Forme Registre Acceptabilité à l’écrit Exemple
c’est qui qui familier / populaire refusé C’est qui qui conduit ?
qui est-ce qui courant accepté Qui est-ce qui conduit ?
qui tous (soutenu possible) accepté Qui conduit ?
qui c’est qui familier toléré à l’oral Qui c’est qui vient ?

La leçon du tableau est limpide. Plus la phrase est courte, plus elle gagne en autorité.

6. FAQ : les questions que vous vous posez sur « c’est qui qui »

Peut-on écrire « c’est qui qui » dans un mail professionnel ?

Non. Préférez qui ou qui est-ce qui. L’écrit professionnel exige un registre courant ou soutenu.

D’où vient cette formule ?

Elle provient du croisement entre la phrase clivée c’est X qui et l’interrogation en qui. Les linguistes y voient un pléonasme fonctionnel.

Est-ce que « c’est qui qui » est toujours incorrect ?

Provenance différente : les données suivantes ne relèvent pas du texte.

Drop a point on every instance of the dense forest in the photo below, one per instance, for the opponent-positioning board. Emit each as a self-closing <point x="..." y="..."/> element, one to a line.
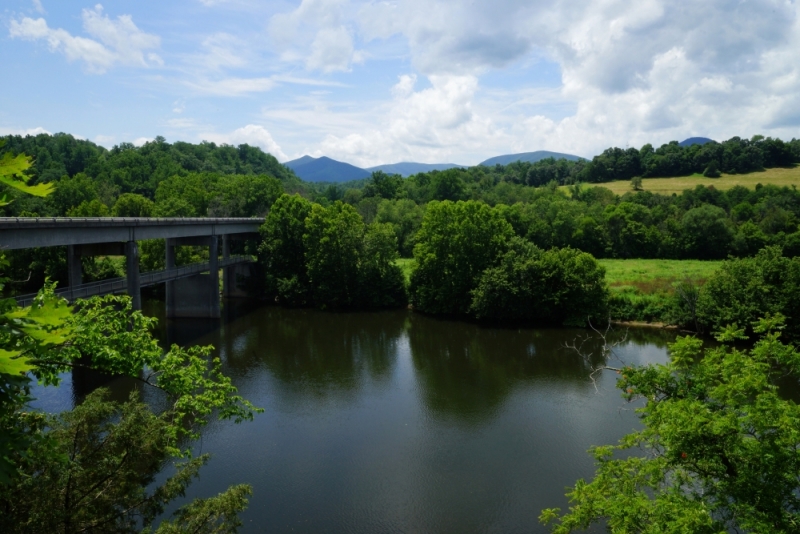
<point x="503" y="244"/>
<point x="333" y="245"/>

En norme standard, oui. Dans la communication orale très relâchée, il est toléré mais jamais valorisé.

Quel est le contraire de « c’est qui qui » ?

Le contraire conceptuel serait une déclaration affirmative : « C’est Pierre qui décide. » L’interrogation disparaît au profit d’une information posée.

7. Traductions de « c’est qui qui » dans d’autres langues

La tournure orale spécifique « c’est qui qui » n’a pas d’équivalent littéral. Mais l’idée d’une redondance interrogative familière existe ailleurs. Voici comment on exprime naturellement « Qui est-ce qui… ? » dans quelques langues, avec le niveau de langue correspondant.

  • Anglais : « Who is it that… ? » (neutre) ou « Who’s the one who… ? » (insistance). Aucune forme redondante comme le français familier.
  • Espagnol : « ¿Quién es el que… ? » (courant). L’équivalent relâché pourrait être « ¿Quién es que… ? » dans certaines régions, mais pas de double qui.
  • Allemand : « Wer ist es, der… ? » (soutenu). Le familier dirait « Wer ist das, der… ? » sans redondance de pronom interrogatif.
  • Italien : « Chi è che… ? » (courant), déjà une forme simplifiée, très proche de « qui est-ce qui ».
  • Arabe dialectal : Des tournures redondantes existent, comme « shkoun li… » (qui qui), qui ressemble étrangement au phénomène français, preuve que le pléonasme interrogatif est universel.

8. Synonymes et contraires de « c’est qui qui »

Synonymes (interrogations correctes pour désigner une personne) :

  • Qui est-ce qui – forme canonique
  • Qui – forme simple
  • Quel est celui qui – distinction parmi plusieurs
  • Laquelle personne (rare) – insistance sur le choix

Contraires (formes non interrogatives ou affirmatives) :

  • Construction affirmative : C’est quelqu’un qui…
  • Négation de l’interrogation : Ce n’est pas qui ? (très rare)
  • Interrogation portant sur la chose : Qu’est-ce que c’est ? (opposition animé/inanimé)

La frontière est nette : « c’est qui qui » interroge l’identité d’une personne, son contraire poserait une identité sans question.